# Leaves In My Hay Fields



## NewBerlinBaler (May 30, 2011)

I have a 5 acre field and a 12 acre field that are both surrounded by forestland. Each autumn, the trees dump their leaves into the fields. You'd think they would decompose or just blow away over the winter but it doesn't happen. Every spring, the perimeter of each field (about 100 feet in) is covered with leaves.

Two things I can think of:

1) Set the wheel rake up to work in one direction & rake them back into the woods - then hope they stay there.

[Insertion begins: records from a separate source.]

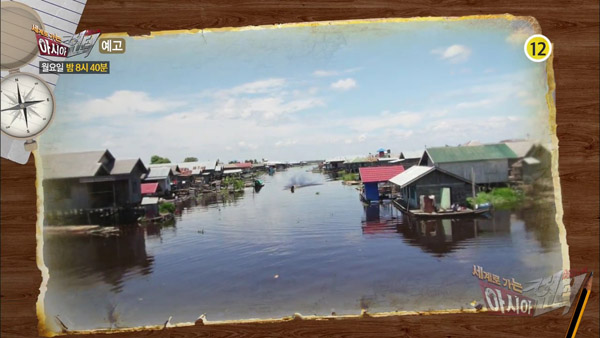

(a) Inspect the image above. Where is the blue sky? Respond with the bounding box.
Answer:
[41,19,549,162]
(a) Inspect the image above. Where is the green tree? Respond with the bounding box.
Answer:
[150,155,171,164]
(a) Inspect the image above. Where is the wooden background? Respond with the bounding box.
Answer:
[0,0,600,337]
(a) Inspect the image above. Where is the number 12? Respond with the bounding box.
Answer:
[530,42,546,56]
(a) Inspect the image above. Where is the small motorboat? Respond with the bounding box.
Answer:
[254,179,265,188]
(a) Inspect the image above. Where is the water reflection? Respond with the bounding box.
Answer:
[362,203,520,257]
[44,227,154,292]
[44,168,562,329]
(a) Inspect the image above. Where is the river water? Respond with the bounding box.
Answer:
[44,167,562,329]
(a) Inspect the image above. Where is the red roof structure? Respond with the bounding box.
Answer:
[142,183,158,195]
[358,165,404,183]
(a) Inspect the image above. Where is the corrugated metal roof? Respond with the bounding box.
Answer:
[178,160,217,170]
[110,158,148,175]
[141,182,158,195]
[503,141,533,158]
[523,157,541,165]
[390,165,435,188]
[42,150,114,179]
[426,143,518,163]
[358,165,404,183]
[140,196,158,205]
[223,169,242,175]
[146,167,172,179]
[400,150,424,159]
[148,163,181,173]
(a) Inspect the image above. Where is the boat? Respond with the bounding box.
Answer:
[392,200,491,218]
[254,179,265,188]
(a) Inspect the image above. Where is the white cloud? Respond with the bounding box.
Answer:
[216,78,286,96]
[341,111,422,132]
[331,78,356,91]
[456,99,494,109]
[275,139,298,147]
[431,45,471,63]
[313,68,360,77]
[238,141,258,149]
[506,27,534,47]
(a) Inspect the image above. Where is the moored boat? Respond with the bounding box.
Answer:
[392,200,491,218]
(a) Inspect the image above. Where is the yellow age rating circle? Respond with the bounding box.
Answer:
[523,34,552,62]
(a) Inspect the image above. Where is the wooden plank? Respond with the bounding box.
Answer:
[0,0,600,337]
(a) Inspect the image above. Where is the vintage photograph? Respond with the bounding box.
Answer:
[36,15,569,333]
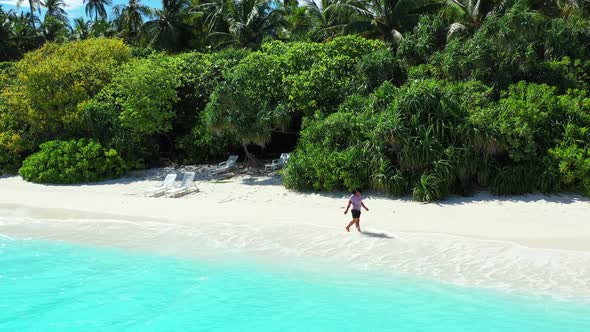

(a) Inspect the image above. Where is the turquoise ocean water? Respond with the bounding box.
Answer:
[0,236,590,332]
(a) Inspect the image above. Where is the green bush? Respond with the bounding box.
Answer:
[397,16,447,66]
[2,38,131,140]
[19,139,125,183]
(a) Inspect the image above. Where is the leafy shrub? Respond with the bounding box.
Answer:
[109,55,179,135]
[356,50,404,94]
[397,16,447,66]
[2,38,131,140]
[19,139,124,183]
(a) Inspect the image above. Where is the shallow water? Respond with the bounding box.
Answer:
[0,237,590,331]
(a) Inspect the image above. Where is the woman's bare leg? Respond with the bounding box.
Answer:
[346,218,358,232]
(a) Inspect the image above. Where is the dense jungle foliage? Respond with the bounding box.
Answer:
[0,0,590,201]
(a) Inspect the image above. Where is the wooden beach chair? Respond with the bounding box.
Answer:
[166,172,199,197]
[211,155,239,175]
[264,153,289,171]
[143,173,176,197]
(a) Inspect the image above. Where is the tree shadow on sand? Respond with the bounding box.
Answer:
[361,231,395,239]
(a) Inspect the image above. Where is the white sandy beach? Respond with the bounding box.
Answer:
[0,170,590,299]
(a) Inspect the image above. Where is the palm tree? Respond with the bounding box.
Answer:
[10,12,43,54]
[198,0,289,48]
[113,0,153,43]
[90,18,116,38]
[345,0,442,43]
[72,17,91,40]
[16,0,41,27]
[84,0,112,22]
[305,0,365,41]
[284,0,314,37]
[141,0,191,51]
[42,0,69,25]
[39,15,69,42]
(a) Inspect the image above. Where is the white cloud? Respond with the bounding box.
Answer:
[0,0,84,11]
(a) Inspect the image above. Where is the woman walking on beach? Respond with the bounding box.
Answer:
[344,189,369,232]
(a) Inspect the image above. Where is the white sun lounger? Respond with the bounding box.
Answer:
[264,153,289,171]
[166,172,199,197]
[211,155,239,174]
[144,173,176,197]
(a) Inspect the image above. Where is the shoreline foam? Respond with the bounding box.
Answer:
[0,174,590,300]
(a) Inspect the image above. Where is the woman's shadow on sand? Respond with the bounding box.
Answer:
[361,231,395,239]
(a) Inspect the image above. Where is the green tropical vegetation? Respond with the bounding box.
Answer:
[0,0,590,201]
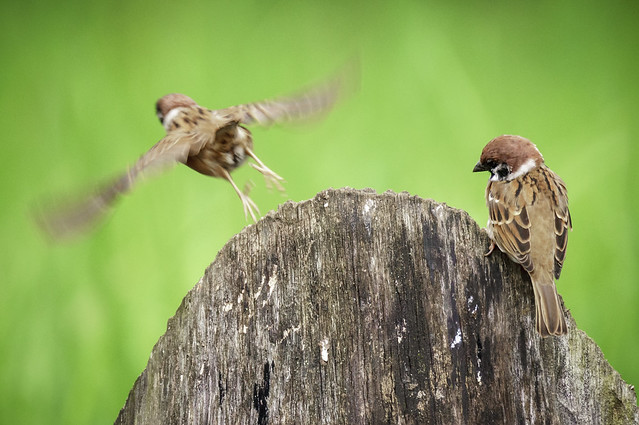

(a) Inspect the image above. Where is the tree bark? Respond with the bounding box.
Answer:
[116,189,639,424]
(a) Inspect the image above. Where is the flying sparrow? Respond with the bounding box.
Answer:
[36,71,343,239]
[473,135,572,337]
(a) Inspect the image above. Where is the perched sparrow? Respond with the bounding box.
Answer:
[37,71,343,239]
[473,136,572,337]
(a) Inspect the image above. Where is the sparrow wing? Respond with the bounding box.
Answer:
[547,169,572,279]
[35,133,198,240]
[216,60,359,126]
[486,181,534,273]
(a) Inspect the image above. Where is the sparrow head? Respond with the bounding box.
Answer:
[473,135,544,181]
[155,93,197,129]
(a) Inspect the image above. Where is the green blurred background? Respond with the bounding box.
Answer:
[0,0,639,424]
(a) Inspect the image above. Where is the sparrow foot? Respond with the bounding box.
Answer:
[484,242,495,257]
[246,149,285,192]
[222,169,261,223]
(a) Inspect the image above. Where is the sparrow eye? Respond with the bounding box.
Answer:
[492,163,510,180]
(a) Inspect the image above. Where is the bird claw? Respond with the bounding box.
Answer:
[250,163,285,192]
[240,192,262,223]
[484,241,495,257]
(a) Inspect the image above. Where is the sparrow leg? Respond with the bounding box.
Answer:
[222,169,260,223]
[246,149,284,192]
[484,241,495,257]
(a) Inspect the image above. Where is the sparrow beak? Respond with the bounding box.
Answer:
[473,162,488,173]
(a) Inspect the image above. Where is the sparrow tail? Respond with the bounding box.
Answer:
[532,277,567,337]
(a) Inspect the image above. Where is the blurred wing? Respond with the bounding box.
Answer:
[547,169,572,279]
[486,181,534,273]
[35,134,191,240]
[216,62,359,126]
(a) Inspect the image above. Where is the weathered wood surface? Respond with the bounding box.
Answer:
[116,189,639,424]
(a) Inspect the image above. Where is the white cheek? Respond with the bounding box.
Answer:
[507,158,537,181]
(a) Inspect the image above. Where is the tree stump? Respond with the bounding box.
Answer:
[116,189,639,425]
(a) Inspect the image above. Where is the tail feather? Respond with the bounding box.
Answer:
[533,277,567,337]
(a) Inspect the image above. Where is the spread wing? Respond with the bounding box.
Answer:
[486,181,534,273]
[35,133,204,240]
[216,64,359,126]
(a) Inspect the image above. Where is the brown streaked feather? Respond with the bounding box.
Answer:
[486,182,534,272]
[36,133,205,239]
[216,62,359,126]
[546,168,572,279]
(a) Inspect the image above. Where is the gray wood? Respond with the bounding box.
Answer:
[116,189,639,424]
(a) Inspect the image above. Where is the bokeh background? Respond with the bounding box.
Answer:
[0,0,639,424]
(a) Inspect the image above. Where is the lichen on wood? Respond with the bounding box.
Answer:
[116,189,639,424]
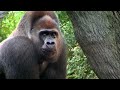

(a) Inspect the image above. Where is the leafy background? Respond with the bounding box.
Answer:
[0,11,98,79]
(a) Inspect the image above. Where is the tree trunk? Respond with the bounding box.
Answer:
[0,11,8,19]
[67,11,120,79]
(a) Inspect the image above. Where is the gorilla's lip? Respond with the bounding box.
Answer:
[42,48,56,54]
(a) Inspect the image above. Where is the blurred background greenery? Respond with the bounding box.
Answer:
[0,11,98,79]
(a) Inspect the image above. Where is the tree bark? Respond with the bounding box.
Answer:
[0,11,8,19]
[67,11,120,79]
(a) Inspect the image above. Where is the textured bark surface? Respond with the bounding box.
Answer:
[0,11,8,19]
[67,11,120,79]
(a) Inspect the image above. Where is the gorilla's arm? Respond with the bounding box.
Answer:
[0,36,39,79]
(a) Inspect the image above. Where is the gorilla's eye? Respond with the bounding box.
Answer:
[52,32,57,38]
[41,31,49,36]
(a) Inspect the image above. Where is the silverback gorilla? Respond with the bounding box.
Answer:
[0,11,66,79]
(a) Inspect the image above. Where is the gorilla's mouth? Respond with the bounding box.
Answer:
[41,48,56,57]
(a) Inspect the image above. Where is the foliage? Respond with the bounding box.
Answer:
[0,11,97,79]
[0,11,24,42]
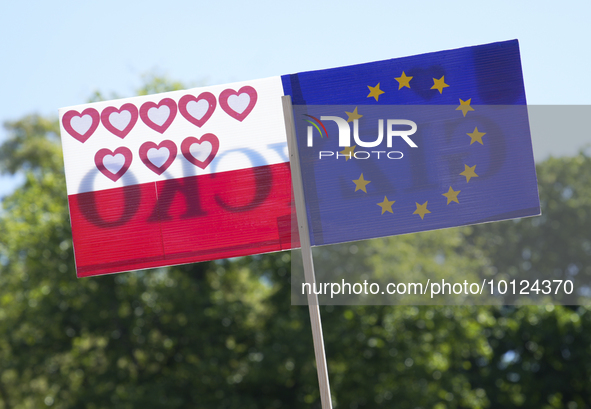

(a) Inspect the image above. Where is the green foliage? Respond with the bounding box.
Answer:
[0,80,591,409]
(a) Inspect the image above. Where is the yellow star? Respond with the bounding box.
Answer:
[466,127,486,145]
[460,164,478,183]
[394,71,412,89]
[456,98,474,117]
[353,173,371,193]
[431,75,449,94]
[367,82,384,101]
[345,107,363,122]
[378,196,396,214]
[339,145,357,162]
[442,186,461,204]
[413,201,431,220]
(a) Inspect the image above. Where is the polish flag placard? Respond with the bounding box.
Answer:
[59,77,298,277]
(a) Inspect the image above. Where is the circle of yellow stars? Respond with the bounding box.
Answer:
[346,71,486,220]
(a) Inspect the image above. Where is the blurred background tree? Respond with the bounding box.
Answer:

2) Rake them into windrows & then burn.

Surely, I'm not the only one with this problem. What's everyone else do?

Gary


----------



## JD3430 (Jan 1, 2012)

I have same problem. Never taken either of the measures you were thinking to resolve. 
I just kind of "leave" them and deal with it. Lol
After cutting tedding, raking and baling, I barely see any leaves.
If you were to do either measure, I'd burn them. Rake to the edge and they'll be blown right back into your field. You know how that works.....
It has been extremely windy in SE PA lately.


----------



## mlappin (Jun 25, 2009)

Ignore em and make hay.

Best bet might be to find an old silage blower, then make a three point hitch for it, mount it behind the tractor then loosen the bolts for the outer band and rotate the discharge downward and voila, leaf blower from hell.


----------